Strano luogo l’animo umano …. si può arrivare a provare affetto e soffrire realmente per la perdita di una persona, solamente attraverso il ricordo di un’altra? Di certo con tutte le storie e i racconti che Zeno mi ha fatto di lei non credo che avrei potuto conoscerla meglio neppure se l’avessi frequentata per vent’anni.

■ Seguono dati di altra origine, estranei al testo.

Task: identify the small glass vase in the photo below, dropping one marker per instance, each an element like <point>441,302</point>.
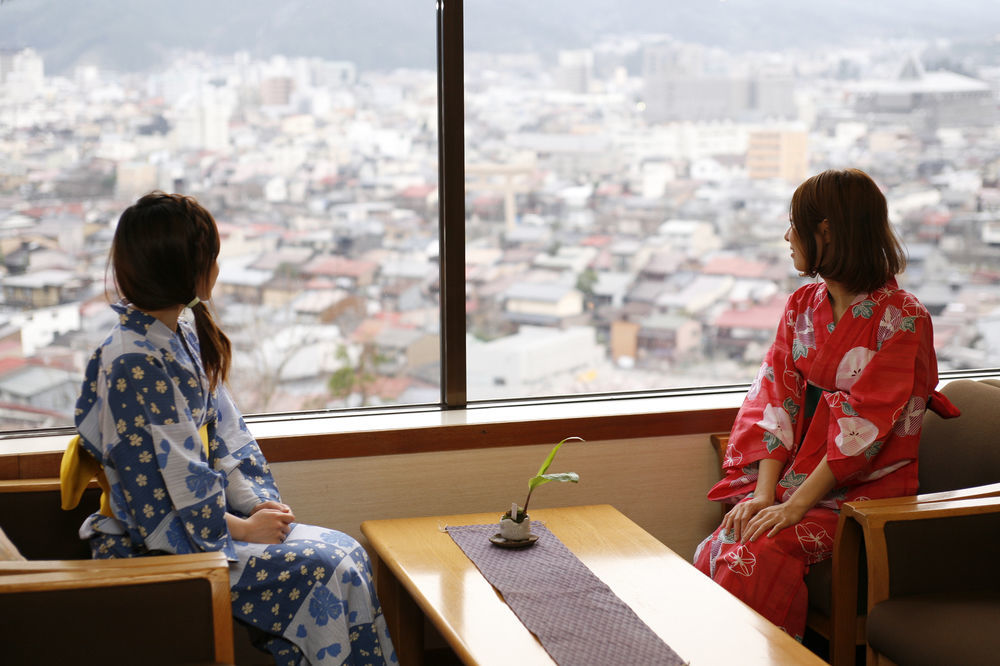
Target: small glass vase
<point>513,531</point>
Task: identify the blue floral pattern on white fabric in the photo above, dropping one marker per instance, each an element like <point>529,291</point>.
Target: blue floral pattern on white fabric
<point>144,397</point>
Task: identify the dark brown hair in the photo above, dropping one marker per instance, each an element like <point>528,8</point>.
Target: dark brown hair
<point>864,252</point>
<point>164,249</point>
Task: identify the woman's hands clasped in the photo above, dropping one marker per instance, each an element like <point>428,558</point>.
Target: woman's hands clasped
<point>772,520</point>
<point>740,516</point>
<point>269,522</point>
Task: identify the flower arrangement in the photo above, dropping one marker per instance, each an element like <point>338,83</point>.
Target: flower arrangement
<point>515,523</point>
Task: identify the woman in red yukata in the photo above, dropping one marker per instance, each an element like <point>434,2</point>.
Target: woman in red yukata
<point>835,412</point>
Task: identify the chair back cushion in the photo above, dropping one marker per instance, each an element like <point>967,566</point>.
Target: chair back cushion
<point>35,522</point>
<point>127,624</point>
<point>962,452</point>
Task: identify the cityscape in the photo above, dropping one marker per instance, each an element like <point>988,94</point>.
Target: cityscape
<point>625,205</point>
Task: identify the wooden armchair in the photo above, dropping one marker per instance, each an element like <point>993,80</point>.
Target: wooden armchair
<point>933,593</point>
<point>59,572</point>
<point>955,454</point>
<point>159,610</point>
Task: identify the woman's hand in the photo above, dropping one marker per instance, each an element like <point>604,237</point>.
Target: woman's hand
<point>264,526</point>
<point>773,519</point>
<point>740,516</point>
<point>271,504</point>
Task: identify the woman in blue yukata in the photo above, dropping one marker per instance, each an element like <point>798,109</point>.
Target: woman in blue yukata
<point>150,387</point>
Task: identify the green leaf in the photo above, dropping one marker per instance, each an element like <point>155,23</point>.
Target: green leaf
<point>793,480</point>
<point>536,481</point>
<point>552,454</point>
<point>791,408</point>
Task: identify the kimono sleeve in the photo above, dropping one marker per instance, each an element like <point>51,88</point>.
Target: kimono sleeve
<point>236,454</point>
<point>881,397</point>
<point>175,498</point>
<point>766,425</point>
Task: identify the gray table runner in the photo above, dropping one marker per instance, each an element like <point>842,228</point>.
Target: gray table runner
<point>574,615</point>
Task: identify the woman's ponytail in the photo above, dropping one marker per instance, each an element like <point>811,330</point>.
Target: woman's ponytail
<point>216,350</point>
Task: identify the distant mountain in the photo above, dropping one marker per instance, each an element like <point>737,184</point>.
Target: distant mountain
<point>138,34</point>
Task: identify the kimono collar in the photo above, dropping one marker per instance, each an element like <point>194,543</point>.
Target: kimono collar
<point>144,324</point>
<point>823,294</point>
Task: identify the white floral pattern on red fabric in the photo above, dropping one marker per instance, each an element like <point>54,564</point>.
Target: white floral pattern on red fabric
<point>851,367</point>
<point>885,471</point>
<point>891,321</point>
<point>755,387</point>
<point>856,434</point>
<point>777,422</point>
<point>814,539</point>
<point>912,418</point>
<point>741,561</point>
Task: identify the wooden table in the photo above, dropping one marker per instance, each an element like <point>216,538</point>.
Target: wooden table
<point>421,573</point>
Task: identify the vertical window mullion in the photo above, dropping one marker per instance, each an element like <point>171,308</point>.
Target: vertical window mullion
<point>451,197</point>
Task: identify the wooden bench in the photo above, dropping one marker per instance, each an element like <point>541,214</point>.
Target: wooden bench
<point>129,608</point>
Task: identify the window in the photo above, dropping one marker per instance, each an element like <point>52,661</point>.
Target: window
<point>614,191</point>
<point>628,180</point>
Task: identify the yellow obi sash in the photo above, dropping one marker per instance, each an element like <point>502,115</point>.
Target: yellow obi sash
<point>78,468</point>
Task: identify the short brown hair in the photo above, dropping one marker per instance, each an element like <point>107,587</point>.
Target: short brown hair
<point>864,252</point>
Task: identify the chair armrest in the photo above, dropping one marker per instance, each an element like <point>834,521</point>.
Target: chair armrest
<point>872,516</point>
<point>59,576</point>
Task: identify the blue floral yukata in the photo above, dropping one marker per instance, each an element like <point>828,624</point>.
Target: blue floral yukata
<point>145,395</point>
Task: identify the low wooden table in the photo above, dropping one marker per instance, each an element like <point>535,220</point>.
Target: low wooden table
<point>421,573</point>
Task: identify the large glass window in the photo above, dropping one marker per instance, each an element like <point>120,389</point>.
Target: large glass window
<point>629,169</point>
<point>309,131</point>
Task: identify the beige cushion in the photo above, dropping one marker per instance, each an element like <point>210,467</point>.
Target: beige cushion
<point>962,452</point>
<point>9,551</point>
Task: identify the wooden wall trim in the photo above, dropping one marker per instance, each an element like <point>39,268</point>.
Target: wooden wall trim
<point>449,437</point>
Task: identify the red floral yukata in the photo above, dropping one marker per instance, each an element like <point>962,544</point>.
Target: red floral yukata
<point>854,392</point>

Dopo la morte della moglie, durante il periodo che passò da solo, Zenò cambiò. In paese girava la voce che fosse diventato matto, e a giudicare dalla barba lunga e dai vestiti consunti non era difficile capirne il perché. Raramente usciva di casa e non parlava mai con nessuno, la mia famiglia cercò di stargli vicino ma lui rifiutava qualsiasi tipo di aiuto e di compagnia, fino a quando un giorno, mentre giocavo in cortile, venne da me con in mano una corda per saltare, dicendomi che era quella con cui aveva imparato, e che se mi piaceva potevo tenermela. Da quel giorno venne spesso a vedermi giocare, ed iniziò a parlare sempre di più, prima quasi esclusivamente con me, poi anche con tutti gli altri.
Zeno è ormai parte della famiglia da quasi dieci anni, e a me pare lo sia sempre stato. Come ogni anno, allo sbocciare della primavera, capita che mi passi una mano sulla testa e con gli occhi lucidi mi dica solamente “grazie”. Io non gli ho mai chiesto il perché, ma in fondo credo di saperlo.
Ciao Diego, il tuo racconto è delicato come una carezza, come passare una mano sulla testa. L’uomo ha bisogno d’affetto, di calore e d’essere ascoltato, sono le cure migliori dell’animo.